The dataset used in this study is the S&P 500 ESG Risk Ratings dataset [14]. It contains the firm-level environmental, social and governance (ESG) indicators for 503 companies. The dataset comprises environmental, social, governance and controversy indicators obtained from publicly available ESG repositories and commercial databases. The dependent variable is the total ESG risk score, and the independent variables include environmental, social and governance risk scores, together with categorical variables representing risk levels as low, negligible or severe.
The dataset consists of 503 companies × 15 variables. Some firms had missing values in one or more ESG dimensions (e.g., “Total ESG Risk Score” or “component-level scores“). These missing values were addressed during the pre-processing stage using imputation techniques. The dependent variable (response) for this study is the total ESG risk score, while the predictors include the ESG sub-scores, controversy measures and categorical ESG risk levels.
Another dataset, “Environment, Social Furthermore, Governance Data” [15], was used in this study, where the World Bank’s ESG Data Draft collection covers 17 essential sustainability themes, including environmental, social and governance categories. To better align financial flows with global goals, the World Bank Group (WBG) is trying to offer financial markets with improved data and analytics on nations’ sustainability performance.

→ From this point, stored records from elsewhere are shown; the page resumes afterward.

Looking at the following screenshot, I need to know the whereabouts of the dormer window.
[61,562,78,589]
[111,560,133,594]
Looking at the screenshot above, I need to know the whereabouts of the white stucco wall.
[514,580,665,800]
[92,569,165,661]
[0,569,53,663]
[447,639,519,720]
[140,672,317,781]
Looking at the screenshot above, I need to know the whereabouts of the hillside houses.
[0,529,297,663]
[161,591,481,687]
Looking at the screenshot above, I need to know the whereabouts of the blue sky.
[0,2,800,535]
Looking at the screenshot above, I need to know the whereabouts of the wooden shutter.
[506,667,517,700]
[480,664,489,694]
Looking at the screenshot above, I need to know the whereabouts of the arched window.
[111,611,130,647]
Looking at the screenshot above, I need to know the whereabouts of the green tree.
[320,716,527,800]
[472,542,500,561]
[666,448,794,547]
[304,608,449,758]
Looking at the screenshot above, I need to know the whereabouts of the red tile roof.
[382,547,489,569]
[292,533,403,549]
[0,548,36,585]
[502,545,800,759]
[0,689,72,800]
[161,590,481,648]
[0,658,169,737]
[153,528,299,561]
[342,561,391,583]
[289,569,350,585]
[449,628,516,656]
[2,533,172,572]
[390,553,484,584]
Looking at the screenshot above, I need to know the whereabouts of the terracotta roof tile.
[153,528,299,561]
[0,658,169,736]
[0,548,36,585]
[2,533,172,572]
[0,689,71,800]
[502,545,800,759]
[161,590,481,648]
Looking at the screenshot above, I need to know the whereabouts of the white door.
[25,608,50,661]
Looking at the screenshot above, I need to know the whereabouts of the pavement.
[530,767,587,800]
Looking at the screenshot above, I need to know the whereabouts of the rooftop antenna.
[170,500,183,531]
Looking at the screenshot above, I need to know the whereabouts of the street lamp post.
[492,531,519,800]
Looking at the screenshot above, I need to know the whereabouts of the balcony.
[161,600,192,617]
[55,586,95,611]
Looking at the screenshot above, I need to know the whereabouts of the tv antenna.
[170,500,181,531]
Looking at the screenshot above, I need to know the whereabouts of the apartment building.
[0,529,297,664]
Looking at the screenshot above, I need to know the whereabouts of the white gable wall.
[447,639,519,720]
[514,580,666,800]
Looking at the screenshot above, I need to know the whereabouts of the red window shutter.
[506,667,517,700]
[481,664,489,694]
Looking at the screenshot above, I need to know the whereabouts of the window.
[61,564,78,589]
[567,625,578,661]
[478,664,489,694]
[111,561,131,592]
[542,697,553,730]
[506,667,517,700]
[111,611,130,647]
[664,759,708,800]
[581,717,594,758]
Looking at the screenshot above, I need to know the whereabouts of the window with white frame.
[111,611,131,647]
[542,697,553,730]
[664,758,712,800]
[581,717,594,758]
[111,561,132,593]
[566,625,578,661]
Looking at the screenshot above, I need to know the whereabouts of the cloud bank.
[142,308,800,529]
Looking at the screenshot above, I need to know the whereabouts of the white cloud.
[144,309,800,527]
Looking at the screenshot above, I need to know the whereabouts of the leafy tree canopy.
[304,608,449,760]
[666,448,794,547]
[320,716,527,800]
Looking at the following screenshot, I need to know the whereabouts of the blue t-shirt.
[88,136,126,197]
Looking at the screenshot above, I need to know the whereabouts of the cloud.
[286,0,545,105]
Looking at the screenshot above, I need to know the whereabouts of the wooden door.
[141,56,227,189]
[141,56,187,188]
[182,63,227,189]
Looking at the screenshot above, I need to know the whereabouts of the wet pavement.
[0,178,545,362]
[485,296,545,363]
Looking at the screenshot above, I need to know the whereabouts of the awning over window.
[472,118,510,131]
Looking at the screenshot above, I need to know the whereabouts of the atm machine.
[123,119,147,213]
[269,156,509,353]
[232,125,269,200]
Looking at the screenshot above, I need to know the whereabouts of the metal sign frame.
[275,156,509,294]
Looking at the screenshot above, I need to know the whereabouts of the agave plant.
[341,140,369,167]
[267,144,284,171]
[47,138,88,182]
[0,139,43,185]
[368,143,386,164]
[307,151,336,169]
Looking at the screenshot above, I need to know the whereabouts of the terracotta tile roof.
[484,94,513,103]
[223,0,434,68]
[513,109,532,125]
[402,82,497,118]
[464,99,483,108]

Along with new information and tools, the World Bank will conduct research on the relationship between a country’s sustainability performance and the risk and return profiles of potential investments.

4.2. Data Pre-Processing and Feature Engineering

To ensure high-quality inputs for the regression models, a systematic pre-processing pipeline was applied, covering missing value treatment, feature transformations, encoding, normalization and train–test partitioning. No transformations, such as missing value imputation, categorical encoding, feature scaling or feature engineering, were fitted to any test data. Instead, to minimize data leakage, all transformations were fitted to the training data, (Train). For (k)-folds cross-validation, the pre-processing parameters were scoped and executed independently to each training fold and later applied to the validation fold. Once training for the complete dataset was finished, all transformations for the test set were applied.

4.2.1. Exploratory Data Analysis (EDA)

Exploratory analysis was conducted to obtain insight into the structure, distribution and relationships within the dataset before proceeding to model development. The following summary statistics include the mean, median and standard deviation, which were calculated for all numerical features to identify central tendencies and dispersion.
To analyze patterns for missing data, percentage of missing values for each column was computed to inform the imputation strategy. Negligible missing columns (less than 5%) were imputed, and columns that exceeded acceptable levels were examined for exclusion.
A histogram was used to analyze the target variable’s (total ESG risk score) distribution (Figure 6). The selection of scaling and median imputation techniques was influenced by the observed skewness.
To determine the correlations between numerical variables, Pearson correlation matrices were plotted (Figure 6). During regression analysis, highly correlated features were closely watched to minimize any possible multicollinearity problems.
Histograms with KDE and scatter plots were used to detect extreme outliers for visualization (Figure 3). We used ensemble models like random forest and gradient boosting, which are robust for moderating outliers (Figures 4 and 5). Therefore, no aggressive outlier removal was applied.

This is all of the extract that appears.